Her main works since the turn of the 21st century have been Carnets d'une soumise de province ("Notes from a submissive country girl"), Voies Libres ("Free Paths"), with photographer Christian Carez (published by MET), the novel Karl et Lola and the illustrated story La Barbière as well as a children's book Le Phoque (éd. du Rouergue, 2008).

==Works (selection)==

- Le Jour du chien, Minuit, Prix Rossel (1996)
- La nuit l'après-midi, Minuit (1998)
  - Published in English as "Night in the Afternoon"
- J'ai cent ans, nouvelles, Le Serpent à Plumes (1999), rééd.

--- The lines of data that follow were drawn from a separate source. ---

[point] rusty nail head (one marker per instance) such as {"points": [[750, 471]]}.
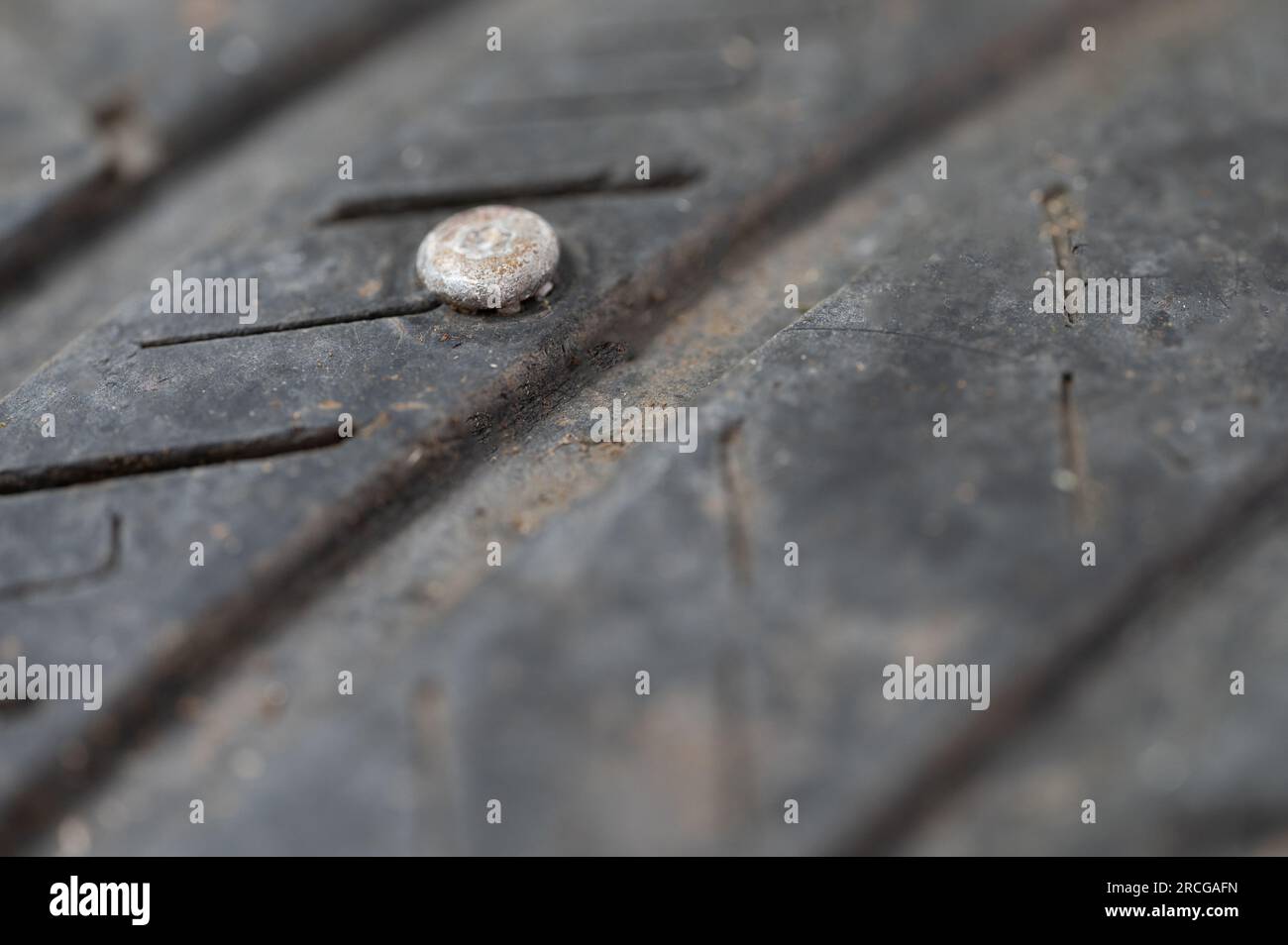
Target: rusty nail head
{"points": [[489, 258]]}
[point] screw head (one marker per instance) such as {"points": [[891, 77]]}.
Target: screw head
{"points": [[488, 258]]}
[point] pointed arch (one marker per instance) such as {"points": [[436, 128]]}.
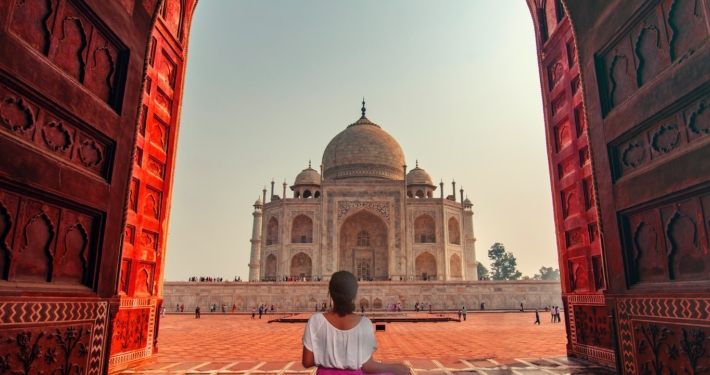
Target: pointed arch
{"points": [[272, 231], [454, 231], [425, 266], [302, 229], [455, 267], [301, 266], [270, 269], [424, 229], [34, 261]]}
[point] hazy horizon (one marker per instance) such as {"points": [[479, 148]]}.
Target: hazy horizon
{"points": [[269, 84]]}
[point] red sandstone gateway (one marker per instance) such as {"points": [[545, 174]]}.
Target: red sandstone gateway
{"points": [[90, 97]]}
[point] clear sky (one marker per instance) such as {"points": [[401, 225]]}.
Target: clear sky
{"points": [[270, 83]]}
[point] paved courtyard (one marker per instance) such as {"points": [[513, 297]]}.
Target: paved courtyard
{"points": [[487, 343]]}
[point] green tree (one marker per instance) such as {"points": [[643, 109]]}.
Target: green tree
{"points": [[547, 273], [504, 266], [482, 271]]}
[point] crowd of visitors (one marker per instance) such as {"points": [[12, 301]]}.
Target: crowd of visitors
{"points": [[203, 279]]}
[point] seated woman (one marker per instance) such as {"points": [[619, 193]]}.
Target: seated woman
{"points": [[340, 342]]}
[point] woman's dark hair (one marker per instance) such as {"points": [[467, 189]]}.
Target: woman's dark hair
{"points": [[343, 289]]}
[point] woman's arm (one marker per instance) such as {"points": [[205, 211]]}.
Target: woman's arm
{"points": [[374, 367], [307, 359]]}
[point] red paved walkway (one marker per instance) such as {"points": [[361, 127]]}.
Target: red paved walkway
{"points": [[493, 343]]}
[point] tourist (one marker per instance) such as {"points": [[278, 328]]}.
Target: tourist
{"points": [[340, 342]]}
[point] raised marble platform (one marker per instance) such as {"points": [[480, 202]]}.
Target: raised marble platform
{"points": [[303, 296]]}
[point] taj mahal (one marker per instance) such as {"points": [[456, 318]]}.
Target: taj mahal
{"points": [[364, 213]]}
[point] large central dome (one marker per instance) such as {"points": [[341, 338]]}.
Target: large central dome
{"points": [[363, 150]]}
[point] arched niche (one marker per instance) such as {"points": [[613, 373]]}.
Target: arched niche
{"points": [[454, 231], [363, 245], [425, 266], [270, 267], [455, 267], [272, 231], [424, 229], [302, 229], [301, 266], [364, 303]]}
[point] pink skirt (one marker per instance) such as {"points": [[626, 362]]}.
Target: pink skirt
{"points": [[335, 371]]}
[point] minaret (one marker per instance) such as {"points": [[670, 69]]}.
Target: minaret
{"points": [[255, 258], [469, 249], [272, 190]]}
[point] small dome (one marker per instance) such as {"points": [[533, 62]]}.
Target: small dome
{"points": [[308, 176], [418, 176]]}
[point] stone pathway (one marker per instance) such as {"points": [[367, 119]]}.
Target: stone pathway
{"points": [[487, 343]]}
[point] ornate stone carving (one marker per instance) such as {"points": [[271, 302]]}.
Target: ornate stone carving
{"points": [[329, 250], [346, 207], [666, 138]]}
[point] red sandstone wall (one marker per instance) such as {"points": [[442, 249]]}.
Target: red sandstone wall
{"points": [[578, 244], [135, 327]]}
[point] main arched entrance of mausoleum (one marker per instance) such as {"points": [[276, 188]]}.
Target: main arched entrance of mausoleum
{"points": [[301, 266], [363, 245]]}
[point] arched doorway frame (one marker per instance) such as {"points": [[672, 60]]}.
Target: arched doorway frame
{"points": [[388, 231]]}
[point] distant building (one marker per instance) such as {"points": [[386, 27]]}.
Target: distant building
{"points": [[364, 213]]}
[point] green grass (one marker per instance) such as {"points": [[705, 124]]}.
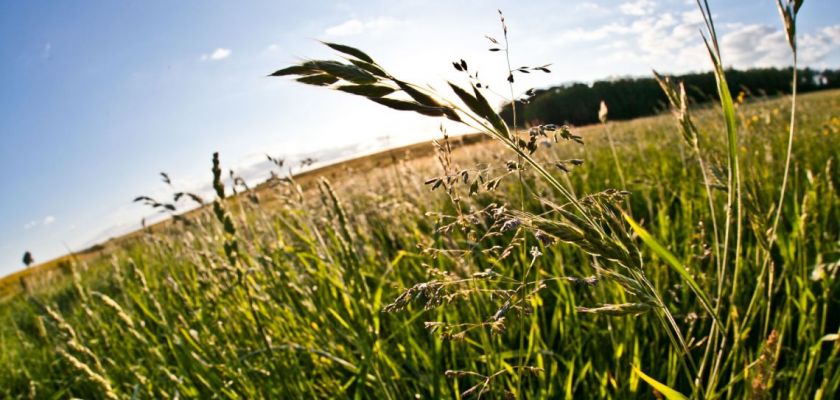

Le Rocher/Le Serpent à Plumes (2006)
- L'ours, Gallimard (2000)
- Lettres du pays froid, Gallimard (2003)
- Carnets d'une soumise de province, Folio Gallimard (2004)
- Karl et Lola, Gallimard (2007)
- La Barbière, Les Impressions Nouvelles (2007)
- Mons, photos de Marie-Françoise Plissart, Les Impressions Nouvelles (2009)
- Liège-Guillemins. La gare blanche, photos de Alain Janssens. Mardaga / Eurogare (2010)
- La Chienne de Naha, Gallimard (2012)
- La Mémoire de l’air, Gallimard, 2014. Translated to English as "The Memory of the Air", Heloise Press 2022
- Dans la maison un grand cerf, Gallimard 2017
- L’Asturienne, Les Impressions nouvelles, 2021
- La Fin des abeilles, Gallimard, 2022
- Cher instant je te vois, Verdier, 2024
- Le Bel Obscur, Seuil, 2025

==Awards==
For her early short stories, she was awarded the Prix Radio France Internationale and the Prix de la Fureur de Lire. Her first novel Le jour du chien was awarded the Prix Rossel.

For her radio piece L'autre langue ("The other language"), she received the "Prix SACD" at the Festival Phonurgia Nova, Arles 2003.

In 2025 her novel Le Bel Obscur was a finalist in the Prix Goncourt.